ACR releases new vaccination guidelines

3 minute read


With no Australia-specific guidelines for vaccination in rheumatology patients, the guidelines are likely to help inform Australian practice.


A summary of the American College of Rheumatology’s new treatment guideline for vaccinations in patients with rheumatic and musculoskeletal diseases (RMD) is now available.

Recommendations cover broadened indications for some vaccines in patients on immunosuppressants, medication management at the time of vaccination and safe approaches to the use of live attenuated vaccines in patients on immunosuppressive medications.

In the absence of any Australian guidelines on how to approach vaccination in rheumatology patients, apart from living guidelines stating covid vaccination is recommended, the guidelines are likely to help inform Australian practice.

“Sadly, there are no such detailed Australia-specific guidelines for vaccination in rheumatology patients,” said Associate Professor Peter Wong, who has previously published on practical approaches to vaccination for rheumatology patients in Australia.

“The Australian Immunisation Handbook is excellent but has no specific section for our rheumatology patients. We tend to ‘borrow’ from ACR and EULAR recommendations.”

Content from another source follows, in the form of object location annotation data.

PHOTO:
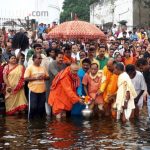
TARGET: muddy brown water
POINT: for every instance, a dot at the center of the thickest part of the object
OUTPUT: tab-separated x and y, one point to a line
75	133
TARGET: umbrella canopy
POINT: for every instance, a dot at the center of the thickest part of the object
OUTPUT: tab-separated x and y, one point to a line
77	30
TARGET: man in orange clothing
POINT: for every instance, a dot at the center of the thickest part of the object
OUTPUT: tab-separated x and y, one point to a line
63	90
109	85
67	55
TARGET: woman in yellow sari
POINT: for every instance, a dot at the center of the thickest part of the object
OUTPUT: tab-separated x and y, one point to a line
15	99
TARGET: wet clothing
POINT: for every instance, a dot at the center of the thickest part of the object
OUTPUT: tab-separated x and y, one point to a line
63	91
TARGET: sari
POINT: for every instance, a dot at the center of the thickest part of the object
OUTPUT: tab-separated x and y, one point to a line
15	99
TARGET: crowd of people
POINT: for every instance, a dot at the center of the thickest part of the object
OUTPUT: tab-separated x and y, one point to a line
55	75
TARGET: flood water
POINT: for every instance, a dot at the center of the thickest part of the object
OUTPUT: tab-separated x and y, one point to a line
74	133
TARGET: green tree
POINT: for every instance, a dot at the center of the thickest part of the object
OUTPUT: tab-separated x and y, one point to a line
81	8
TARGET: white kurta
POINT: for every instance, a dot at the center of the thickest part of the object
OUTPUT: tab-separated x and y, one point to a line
139	84
124	85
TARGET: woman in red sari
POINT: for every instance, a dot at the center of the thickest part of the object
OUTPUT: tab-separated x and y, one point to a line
15	99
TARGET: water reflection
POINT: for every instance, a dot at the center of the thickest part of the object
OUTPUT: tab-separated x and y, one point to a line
73	133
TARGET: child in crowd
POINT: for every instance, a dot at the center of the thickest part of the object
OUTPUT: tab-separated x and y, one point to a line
92	82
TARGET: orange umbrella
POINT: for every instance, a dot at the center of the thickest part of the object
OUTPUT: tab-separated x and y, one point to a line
77	30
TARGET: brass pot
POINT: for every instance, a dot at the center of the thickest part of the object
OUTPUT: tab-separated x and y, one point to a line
87	112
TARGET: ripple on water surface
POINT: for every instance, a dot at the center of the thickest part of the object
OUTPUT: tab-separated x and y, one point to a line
73	133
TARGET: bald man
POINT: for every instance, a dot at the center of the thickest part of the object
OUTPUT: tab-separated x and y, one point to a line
63	91
109	84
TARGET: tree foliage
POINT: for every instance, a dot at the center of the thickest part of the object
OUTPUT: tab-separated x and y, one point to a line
81	8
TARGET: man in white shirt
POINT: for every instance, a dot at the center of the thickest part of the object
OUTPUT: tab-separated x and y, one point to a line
138	81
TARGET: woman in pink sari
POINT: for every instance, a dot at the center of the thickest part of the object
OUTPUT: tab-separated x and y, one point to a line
15	99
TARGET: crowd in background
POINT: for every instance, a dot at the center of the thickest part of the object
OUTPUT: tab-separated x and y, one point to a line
26	76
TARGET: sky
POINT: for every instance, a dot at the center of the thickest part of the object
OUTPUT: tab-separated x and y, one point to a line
21	8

Some of the recommendations in the new ACR guideline are:

  • Pneumococcal vaccination should be administered to all RMD patients taking immunosuppressive medications.
  • Seasonal influenza vaccination should be administered to RMD patients even if their disease is active, they are taking high- dose glucocorticoids, and/or they are on rituximab. It also recommends giving the adjuvanted vaccine to patients under 65.
  • Methotrexate should be held for two weeks after influenza vaccination if disease activity allows.
  • In RMD patients on rituximab, vaccines other than influenza should be administered at least 6 months after the last rituximab dose.
  • In a change from previous guidelines, it’s now recommended that the rotavirus vaccine should be administered in the first 6 months of life to infants who have been exposed to tumour necrosis factor (TNF) inhibitors in utero, instead of delaying until they’re a year old.

The guideline also recommends a shorter interval between the last dose of a biologic disease modifying anti-rheumatic drug (DMARD) and administration of a live attenuated (a weakened form of the germ that causes the disease) vaccine.

“This new guideline recognises that some patients, particularly very young children with autoinflammatory conditions, simply cannot stay off their medications for very long without having a severe flare of their disease. However, those patients still need to get vaccinated,” said lead author, clinical medicine professor Anne Bass of the Hospital for Special Surgery and Weill Cornell Medicine in New York.

Recommendations for covid vaccination in RMD patients were not included in the guideline.

Recent recommendations for the Australian context that differ from the new ACR guidelines include giving a quadrivalent flu vaccine to patients 10-65, and the adjuvanted quad vaccine only to those 65 and older.

A full manuscript of the ACR has been submitted for journal peer review and is expected to be published in early 2023. Meanwhile, the full summary is available on the ACR website.